# Blackbean rom by Team Baked



## johnboy7501 (Nov 10, 2011)

Anyone else out there running this? So far I'm loving it. I was a huge fan of Blackice, and this seems to be the follow-up to that. Can't believe nobody had posted this yet, but here's the link to their downloads http://teamicemods.c...aked-downloads/
I take no credit for any of this just sharing the awesomeness.
Sent from my Nexus 7 using Tapatalk 2


----------



## Mustang302LX (Jun 28, 2011)

fixed the title!


----------



## johnboy7501 (Nov 10, 2011)

Thanks for the title correction

Sent from my Nexus 7 using Tapatalk 2


----------



## Mustang302LX (Jun 28, 2011)

Also travp posted it in the GNex forum that I've seen and I'd think he will post it to this section as well but not sure obviously.


----------



## travp624 (Jun 12, 2011)

Mustang302LX said:


> Also travp posted it in the GNex forum that I've seen and I'd think he will post it to this section as well but not sure obviously.


Device maintainers will be posting for other devices soon. I am allowing them to make the posts and maintain it as I don't own most these devices already its better they watch over the threads to devices their maintaining.


----------



## Mustang302LX (Jun 28, 2011)

travp624 said:


> Device maintainers will be posting for other devices soon. I am allowing them to make the posts and maintain it as I don't own most these devices already its better they watch over the threads to devices their maintaining.


Thanks for the info!


----------



## throwbot (Jan 2, 2012)

Shiiiit, good call tho on posting this for the time being. Was looking for something new to flash tonight.

Sent from my Google Nexus 7 using Tapatalk 2


----------



## Millioke (Sep 29, 2011)

Can't wait for the official post for this rom. I got an issue. When I try to install some apps I get "unknown error code during application install -24"
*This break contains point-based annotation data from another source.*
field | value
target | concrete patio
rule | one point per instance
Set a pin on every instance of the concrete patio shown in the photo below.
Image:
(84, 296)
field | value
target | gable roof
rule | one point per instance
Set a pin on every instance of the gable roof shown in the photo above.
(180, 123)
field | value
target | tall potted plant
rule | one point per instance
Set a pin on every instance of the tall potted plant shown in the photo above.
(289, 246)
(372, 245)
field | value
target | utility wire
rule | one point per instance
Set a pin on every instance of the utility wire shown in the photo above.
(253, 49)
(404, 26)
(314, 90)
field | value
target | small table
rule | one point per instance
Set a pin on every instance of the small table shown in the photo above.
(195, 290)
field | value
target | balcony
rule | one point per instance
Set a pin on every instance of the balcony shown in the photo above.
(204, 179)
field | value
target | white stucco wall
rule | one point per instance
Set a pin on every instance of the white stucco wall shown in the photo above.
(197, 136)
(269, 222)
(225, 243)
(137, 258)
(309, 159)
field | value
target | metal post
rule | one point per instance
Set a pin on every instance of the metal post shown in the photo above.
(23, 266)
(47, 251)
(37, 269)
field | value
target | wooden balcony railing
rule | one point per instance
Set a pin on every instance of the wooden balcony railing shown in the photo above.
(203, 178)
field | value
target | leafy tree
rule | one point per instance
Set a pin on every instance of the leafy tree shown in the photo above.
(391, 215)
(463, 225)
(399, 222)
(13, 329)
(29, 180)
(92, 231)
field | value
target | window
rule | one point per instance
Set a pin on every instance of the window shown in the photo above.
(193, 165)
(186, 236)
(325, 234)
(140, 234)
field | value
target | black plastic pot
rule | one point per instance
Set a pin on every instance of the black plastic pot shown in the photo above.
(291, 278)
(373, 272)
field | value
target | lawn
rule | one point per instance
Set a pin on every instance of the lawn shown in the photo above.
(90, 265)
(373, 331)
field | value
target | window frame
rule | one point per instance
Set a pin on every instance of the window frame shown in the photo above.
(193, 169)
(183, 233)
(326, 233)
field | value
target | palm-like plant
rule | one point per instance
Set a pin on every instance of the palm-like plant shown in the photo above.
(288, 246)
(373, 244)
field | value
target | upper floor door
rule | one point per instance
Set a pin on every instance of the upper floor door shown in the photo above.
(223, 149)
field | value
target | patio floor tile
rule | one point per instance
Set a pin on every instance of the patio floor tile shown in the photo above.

Sent from my Galaxy Nexus using Tapatalk 2


----------



## johnboy7501 (Nov 10, 2011)

Millioke said:


> Can't wait for the official post for this rom. I got an issue. When I try to install some apps I get "unknown error code during application install -24"
> 
> Sent from my Galaxy Nexus using Tapatalk 2


I have had zero issues and with Trinity kernel this thing is stupid fast.
Sent from my Nexus 7 using Tapatalk 2


----------